A very dear, wise and wonderful friend recently shared with me a tidbit that she had heard at a book festival. I’m paraphrasing, but the gist of it was that in this day and time, the very act of reading a whole book (committing one’s mind and attention to following a single story from cover to cover) is revolutionary. Sound less than revolutionary? It’s not. As I mentioned in a previous post, our human attention span is being conditioned to be shorter. The simple goldfish, intricately iridescent as he may be, now surpasses us on average attention span. We are constantly flipping between microblogs, tabs, tasks and focus. We’ve become informational grazers: constantly foraging bite-size snippets of information provides sustenance via a quick Google search. We devour the information and we move to the next bite. As grad students, we read extensively, but we are not immune to this. In consideration of time, have you ever scanned research articles or textbooks, looking for and taking just the information that served your purpose? Now that I think about it, when I do this, I find that I frequently miss something else that was important or I didn’t get the whole story. It makes me wonder if this habit of fleeting commitment is near the root of so many issues in our society … romantic relationships, families, friendships and even the simple yet sophisticated human act of carrying on an uninterrupted, connected conversation. We miss the whole story. We miss what is important.

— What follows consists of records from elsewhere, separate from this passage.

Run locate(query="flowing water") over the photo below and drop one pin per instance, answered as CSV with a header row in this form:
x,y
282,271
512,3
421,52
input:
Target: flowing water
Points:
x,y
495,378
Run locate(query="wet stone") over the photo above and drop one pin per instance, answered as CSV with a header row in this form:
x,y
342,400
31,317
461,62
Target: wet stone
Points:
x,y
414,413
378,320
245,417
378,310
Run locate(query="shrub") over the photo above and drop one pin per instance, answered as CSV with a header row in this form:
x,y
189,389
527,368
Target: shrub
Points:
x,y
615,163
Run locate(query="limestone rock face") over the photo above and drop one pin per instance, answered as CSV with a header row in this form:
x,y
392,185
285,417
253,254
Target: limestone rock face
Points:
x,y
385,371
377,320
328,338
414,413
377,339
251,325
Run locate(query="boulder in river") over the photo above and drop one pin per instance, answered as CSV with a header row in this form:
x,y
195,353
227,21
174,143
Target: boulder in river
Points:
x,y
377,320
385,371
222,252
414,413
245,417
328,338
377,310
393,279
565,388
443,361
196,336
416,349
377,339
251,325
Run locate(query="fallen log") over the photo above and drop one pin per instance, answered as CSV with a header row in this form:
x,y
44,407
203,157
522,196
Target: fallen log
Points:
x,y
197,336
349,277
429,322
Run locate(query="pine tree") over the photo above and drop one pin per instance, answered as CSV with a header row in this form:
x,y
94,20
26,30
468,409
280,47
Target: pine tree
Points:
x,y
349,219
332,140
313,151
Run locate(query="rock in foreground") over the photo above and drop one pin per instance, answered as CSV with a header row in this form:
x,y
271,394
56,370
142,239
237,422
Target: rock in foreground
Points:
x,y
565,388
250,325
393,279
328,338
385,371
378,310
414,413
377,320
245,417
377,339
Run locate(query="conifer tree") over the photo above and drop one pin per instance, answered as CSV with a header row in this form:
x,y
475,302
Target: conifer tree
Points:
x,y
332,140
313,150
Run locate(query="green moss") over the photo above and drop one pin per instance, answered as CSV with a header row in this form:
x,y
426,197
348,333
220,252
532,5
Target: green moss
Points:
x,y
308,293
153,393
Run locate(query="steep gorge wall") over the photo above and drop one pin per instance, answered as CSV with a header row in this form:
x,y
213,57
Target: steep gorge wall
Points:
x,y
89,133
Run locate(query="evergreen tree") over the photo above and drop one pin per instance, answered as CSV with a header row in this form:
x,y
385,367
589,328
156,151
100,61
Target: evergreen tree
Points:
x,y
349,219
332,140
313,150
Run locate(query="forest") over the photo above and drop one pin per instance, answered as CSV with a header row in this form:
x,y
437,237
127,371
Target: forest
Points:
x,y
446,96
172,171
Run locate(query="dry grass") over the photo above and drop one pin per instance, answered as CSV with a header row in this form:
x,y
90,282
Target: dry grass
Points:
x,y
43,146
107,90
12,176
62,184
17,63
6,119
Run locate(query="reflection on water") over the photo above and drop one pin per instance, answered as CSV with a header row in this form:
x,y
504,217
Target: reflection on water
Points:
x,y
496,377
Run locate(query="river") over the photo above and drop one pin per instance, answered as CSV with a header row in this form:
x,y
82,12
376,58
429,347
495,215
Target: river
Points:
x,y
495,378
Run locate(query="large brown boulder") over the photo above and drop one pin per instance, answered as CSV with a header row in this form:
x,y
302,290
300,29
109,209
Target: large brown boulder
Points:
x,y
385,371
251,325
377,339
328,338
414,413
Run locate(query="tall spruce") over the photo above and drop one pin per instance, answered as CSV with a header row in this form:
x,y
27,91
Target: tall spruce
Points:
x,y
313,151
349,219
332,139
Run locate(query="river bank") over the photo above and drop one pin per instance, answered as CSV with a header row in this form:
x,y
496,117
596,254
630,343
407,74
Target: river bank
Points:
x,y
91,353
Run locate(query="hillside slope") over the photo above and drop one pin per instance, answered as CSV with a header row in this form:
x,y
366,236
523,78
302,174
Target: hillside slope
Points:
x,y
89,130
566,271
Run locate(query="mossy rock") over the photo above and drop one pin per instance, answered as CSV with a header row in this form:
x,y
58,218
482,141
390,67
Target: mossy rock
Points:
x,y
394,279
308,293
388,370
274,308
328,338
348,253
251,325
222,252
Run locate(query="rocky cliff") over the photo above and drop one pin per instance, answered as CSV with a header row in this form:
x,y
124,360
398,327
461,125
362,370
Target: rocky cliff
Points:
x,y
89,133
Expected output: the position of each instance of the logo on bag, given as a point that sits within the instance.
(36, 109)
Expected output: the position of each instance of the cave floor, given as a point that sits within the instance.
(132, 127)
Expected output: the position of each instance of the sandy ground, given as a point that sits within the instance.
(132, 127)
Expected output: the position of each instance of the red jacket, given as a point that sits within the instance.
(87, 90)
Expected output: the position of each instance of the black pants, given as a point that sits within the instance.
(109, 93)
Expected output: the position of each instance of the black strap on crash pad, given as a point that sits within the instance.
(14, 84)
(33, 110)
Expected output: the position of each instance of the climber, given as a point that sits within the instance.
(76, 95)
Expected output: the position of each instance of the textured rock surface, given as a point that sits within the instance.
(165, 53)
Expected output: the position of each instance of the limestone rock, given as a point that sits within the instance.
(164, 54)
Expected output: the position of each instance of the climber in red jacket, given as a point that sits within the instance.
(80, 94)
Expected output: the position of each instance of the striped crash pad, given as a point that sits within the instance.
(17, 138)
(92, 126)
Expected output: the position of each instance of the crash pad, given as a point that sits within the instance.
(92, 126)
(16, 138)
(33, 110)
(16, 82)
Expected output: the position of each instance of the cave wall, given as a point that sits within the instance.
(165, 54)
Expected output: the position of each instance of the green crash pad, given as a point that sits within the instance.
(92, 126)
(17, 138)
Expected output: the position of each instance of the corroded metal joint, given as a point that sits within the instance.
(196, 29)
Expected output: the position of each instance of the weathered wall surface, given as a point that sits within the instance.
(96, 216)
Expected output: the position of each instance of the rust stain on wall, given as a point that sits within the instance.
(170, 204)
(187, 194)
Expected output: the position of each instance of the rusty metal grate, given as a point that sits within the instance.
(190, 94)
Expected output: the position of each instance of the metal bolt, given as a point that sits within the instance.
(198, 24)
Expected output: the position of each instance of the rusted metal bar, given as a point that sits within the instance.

This holiday season, I challenge you to commit yourself to the old-fashioned practice of reading a book just for pleasure. A real book: one that is outside your scholarly domain of knowledge, or preferably above it. Learn something new, be it leadership strategy, conspiracy theory or the science of the Great Barrier Reef. Commit yourself to the bygone act of reading that book from start to finish. If the holiday season has you feeling particularly nostalgic, pass on the ebook and grab the old-fashioned kind. (Bonus: there are real benefits to retention and health when reading a traditional book. Plus, there are no ads!) Reading for pleasure isn’t for naught: upping or expanding your reading level increases your intelligence (and conveniently, what you learn may also serve as conversational fodder during those holiday parties). Most of us have at least a little break as the old year takes a bow and leaves the stage. Perhaps you’ll enjoy it so much, you’ll consider book reading for one of your New Year’s resolutions. The revolutionary act of reading a book may have a much bigger impact on your life than what you think.

What books are on your holiday reading list?